Fable poétique de John Millington Synge, mise en scène de Elisabeth Chailloux, avec Isabelle Cagnat, Valentine Carette, Etienne Coquereau, Jean-Charles Delaume, Thomas Durand, Serge Gaborieau, David Gouhier, François Lequesne, Catherine Mongodin, Lison Pennec et Cassandre Vittu de Kerraoul.
Dans "The playboy of the western world", John Millington Synge, poète et dramaturge irlandais, sublime les gens du peuple, ordinaires et frustres, qu'il fait s'exprimer dans l'anglo-irlandais du 19ème siècle qu'il a manifestement transcendé - ainsi qu'il résulte de la traduction de Françoise Morvan - en langage immanent sublimé.
Dans cette fable poétique inspirée par une histoire populaire des îles d'Aran, et à partir de la symbolique et de la phénoménologie de la maison, matrice originelle et représentation de soi et qui pour Synge représente également l'Irlande, sorte de radeau de la méduse soumis aux adversités du monde, il aborde conjointement l'identité culturelle irlandaise et le voyage initiatique du poète à partir de la force, et le pouvoir, de la parole pour sauver l'homme, dont la grandeur et la dignité lui sont consubstantielles quel que soit son état, face à sa condition humaine et au malheur existentiel.
Une nuit, un vagabond épuisé entre dans une petite auberge.
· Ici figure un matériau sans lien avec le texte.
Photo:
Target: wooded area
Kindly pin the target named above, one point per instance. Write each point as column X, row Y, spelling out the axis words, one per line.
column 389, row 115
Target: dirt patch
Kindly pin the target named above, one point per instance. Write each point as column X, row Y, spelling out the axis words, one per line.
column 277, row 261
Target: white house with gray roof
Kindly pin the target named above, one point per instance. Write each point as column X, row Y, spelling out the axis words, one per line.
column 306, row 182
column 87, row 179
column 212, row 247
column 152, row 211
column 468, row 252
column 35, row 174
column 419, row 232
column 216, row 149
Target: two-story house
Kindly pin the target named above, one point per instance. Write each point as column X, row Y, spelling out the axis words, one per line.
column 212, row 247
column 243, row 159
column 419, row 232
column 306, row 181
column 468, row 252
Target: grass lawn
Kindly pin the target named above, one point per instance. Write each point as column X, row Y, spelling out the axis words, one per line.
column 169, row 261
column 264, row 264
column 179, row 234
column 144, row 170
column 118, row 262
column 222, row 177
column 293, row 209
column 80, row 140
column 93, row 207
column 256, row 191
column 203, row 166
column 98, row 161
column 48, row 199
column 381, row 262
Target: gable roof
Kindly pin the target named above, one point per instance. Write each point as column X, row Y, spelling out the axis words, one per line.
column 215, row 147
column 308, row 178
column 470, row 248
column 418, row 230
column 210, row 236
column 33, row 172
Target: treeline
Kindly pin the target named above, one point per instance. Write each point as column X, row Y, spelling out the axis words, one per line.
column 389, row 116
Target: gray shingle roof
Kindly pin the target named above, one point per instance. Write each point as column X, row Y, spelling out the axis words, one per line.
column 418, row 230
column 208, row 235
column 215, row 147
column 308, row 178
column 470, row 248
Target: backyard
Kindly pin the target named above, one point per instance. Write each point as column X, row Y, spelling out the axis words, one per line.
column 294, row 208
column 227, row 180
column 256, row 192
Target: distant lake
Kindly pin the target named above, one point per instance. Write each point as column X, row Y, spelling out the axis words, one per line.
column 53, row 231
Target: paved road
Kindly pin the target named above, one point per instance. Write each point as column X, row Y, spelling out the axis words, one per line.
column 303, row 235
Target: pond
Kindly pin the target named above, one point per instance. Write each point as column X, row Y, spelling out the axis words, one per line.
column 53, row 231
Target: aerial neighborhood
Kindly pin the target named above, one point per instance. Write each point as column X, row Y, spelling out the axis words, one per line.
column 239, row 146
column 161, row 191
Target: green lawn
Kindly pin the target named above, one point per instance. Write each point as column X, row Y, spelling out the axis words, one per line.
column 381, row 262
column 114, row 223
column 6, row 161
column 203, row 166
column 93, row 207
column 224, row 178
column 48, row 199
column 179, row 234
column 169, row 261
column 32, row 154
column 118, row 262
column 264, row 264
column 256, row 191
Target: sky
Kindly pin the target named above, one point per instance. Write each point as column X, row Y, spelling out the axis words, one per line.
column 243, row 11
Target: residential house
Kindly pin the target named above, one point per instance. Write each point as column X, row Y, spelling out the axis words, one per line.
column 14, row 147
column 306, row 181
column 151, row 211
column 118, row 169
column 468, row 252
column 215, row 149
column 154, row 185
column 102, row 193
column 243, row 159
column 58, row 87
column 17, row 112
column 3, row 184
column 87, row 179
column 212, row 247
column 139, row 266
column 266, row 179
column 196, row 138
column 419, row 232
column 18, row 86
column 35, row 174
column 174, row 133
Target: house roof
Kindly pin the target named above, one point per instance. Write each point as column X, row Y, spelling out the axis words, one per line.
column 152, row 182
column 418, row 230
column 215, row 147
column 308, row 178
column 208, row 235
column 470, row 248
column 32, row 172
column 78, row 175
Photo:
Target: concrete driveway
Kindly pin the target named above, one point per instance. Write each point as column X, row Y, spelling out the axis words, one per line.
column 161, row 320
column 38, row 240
Jeune homme fuyant son comté, les belles terres du Kerry où il a tué son père, pour se réfugier dans la lande sauvage et maléfique du Connemara et du Mayo, et brillant prosateur qui subjugue son auditoire, la narration de son aventure en fait une figure héroïque qui bouleverse la vie du village.
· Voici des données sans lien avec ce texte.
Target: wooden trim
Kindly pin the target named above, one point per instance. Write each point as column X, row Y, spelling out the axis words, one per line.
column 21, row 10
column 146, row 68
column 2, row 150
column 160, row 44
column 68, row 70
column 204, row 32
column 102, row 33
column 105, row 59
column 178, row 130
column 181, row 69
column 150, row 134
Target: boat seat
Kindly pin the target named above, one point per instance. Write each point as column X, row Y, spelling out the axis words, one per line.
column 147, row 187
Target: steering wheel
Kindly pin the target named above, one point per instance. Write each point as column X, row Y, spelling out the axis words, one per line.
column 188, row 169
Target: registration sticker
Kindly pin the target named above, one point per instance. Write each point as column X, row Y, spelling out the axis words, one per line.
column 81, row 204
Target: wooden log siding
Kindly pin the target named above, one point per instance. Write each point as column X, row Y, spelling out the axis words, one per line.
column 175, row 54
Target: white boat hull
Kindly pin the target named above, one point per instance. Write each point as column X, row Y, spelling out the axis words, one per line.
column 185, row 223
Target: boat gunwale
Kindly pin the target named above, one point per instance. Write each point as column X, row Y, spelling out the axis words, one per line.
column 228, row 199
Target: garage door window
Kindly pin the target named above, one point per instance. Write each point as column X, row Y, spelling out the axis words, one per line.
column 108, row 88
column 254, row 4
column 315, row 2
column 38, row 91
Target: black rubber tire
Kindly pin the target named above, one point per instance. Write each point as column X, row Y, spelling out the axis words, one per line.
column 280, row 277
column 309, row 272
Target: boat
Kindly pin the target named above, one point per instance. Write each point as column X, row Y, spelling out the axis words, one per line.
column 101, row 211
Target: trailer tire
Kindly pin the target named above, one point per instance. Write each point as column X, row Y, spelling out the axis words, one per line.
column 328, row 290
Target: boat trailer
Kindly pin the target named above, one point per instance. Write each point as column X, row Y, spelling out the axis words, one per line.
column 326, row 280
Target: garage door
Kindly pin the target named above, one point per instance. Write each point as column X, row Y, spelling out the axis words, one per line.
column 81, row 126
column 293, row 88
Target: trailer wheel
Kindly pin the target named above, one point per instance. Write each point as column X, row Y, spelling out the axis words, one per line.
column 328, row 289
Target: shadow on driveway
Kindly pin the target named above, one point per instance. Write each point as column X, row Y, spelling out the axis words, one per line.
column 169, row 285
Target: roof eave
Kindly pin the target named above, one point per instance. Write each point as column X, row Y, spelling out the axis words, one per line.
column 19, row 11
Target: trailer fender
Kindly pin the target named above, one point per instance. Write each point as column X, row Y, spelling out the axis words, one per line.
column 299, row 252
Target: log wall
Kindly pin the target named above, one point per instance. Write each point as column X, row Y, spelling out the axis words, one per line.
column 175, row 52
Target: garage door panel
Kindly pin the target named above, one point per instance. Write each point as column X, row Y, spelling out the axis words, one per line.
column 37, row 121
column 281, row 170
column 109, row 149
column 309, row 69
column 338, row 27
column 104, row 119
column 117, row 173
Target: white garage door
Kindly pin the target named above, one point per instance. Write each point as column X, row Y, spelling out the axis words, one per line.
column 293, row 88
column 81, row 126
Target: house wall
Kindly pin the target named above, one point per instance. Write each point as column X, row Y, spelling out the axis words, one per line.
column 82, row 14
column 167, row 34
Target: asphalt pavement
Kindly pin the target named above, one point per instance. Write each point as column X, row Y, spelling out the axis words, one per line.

Pour la version française de cette fable poétique intitulée "Le baladin du monde occidental", dans le sobre décor au réalisme épuré de Yves Collet, une salle sommaire avec son feu de tourbe et sa pompe à bière, avec une mise en scène qui ne repose pas sur une approche pittoresque à la John Ford, Elisabeth Chailloux réussit parfaitement, grâce au jeu homogène de comédiens investis et judicieusement distribués, l'étrange symbiose entre la fresque rurale et le conte poétique pour permettre une immersion dans l'imaginaire de l'auteur.
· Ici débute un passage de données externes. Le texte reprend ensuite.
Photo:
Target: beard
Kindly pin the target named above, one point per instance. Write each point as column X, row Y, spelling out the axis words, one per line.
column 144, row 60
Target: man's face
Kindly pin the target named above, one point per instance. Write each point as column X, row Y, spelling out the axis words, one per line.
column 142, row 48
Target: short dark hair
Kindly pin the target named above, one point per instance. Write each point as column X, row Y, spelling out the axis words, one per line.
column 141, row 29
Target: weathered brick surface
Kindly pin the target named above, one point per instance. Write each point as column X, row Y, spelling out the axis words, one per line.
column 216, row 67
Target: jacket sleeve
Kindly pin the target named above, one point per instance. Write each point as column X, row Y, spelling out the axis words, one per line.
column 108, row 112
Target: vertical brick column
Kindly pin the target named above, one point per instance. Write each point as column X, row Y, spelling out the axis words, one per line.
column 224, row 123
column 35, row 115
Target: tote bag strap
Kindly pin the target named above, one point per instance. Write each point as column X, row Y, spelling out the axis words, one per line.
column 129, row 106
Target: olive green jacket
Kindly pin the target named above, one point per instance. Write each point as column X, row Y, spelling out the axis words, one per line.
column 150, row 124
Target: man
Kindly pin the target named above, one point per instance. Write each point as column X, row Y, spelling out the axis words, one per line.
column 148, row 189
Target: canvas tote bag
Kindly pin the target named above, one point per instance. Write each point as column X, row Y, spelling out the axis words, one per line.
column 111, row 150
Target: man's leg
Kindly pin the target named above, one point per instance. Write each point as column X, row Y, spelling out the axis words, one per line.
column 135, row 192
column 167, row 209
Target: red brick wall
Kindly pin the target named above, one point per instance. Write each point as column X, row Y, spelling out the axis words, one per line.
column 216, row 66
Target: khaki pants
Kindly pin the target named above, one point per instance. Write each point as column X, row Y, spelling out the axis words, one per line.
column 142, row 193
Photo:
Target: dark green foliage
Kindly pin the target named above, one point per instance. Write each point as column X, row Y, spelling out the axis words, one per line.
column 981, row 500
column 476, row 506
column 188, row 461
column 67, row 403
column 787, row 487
Isabelle Cagnat, Lison Pennec et Valentine Carrette au beau potentiel (vue récemment dans des registres différents (au Studio Casanova dans "La belle au bois" et au Théâtre de la Colline dans "Les vagues" d'après Virginia Woolf) campent hardiment le trio des filles délurées du village auquel répond en symétrie le truculent trio masculin constitué de l'aubergiste et de ses acolytes fermiers qui courent les veillées funèbres largement arrosées (François Lequesne, Etienne Coquereau et Jean-Charles Delaume).
Même registre pour Serge Gaborieau, dans le rôle du père ressuscité, et Catherine Mongodin, dans le rôle de la veuve qui tire les ficelles et David Gouhier, en fiancé éconduit, sont remarquablement efficaces de sobriété dramatique.
Enfin, face à Thomas Dubois parfait, entre prince charmant et héros romantique, en beau parleur qui a parfois la tête dans les étoiles, Cassandre Vittu de Kerraoul incarne de manière convaincnate la fille cabaretière que l'auteur érige en fille de roi à la personnalité aussi farouche et déterminée que naïve.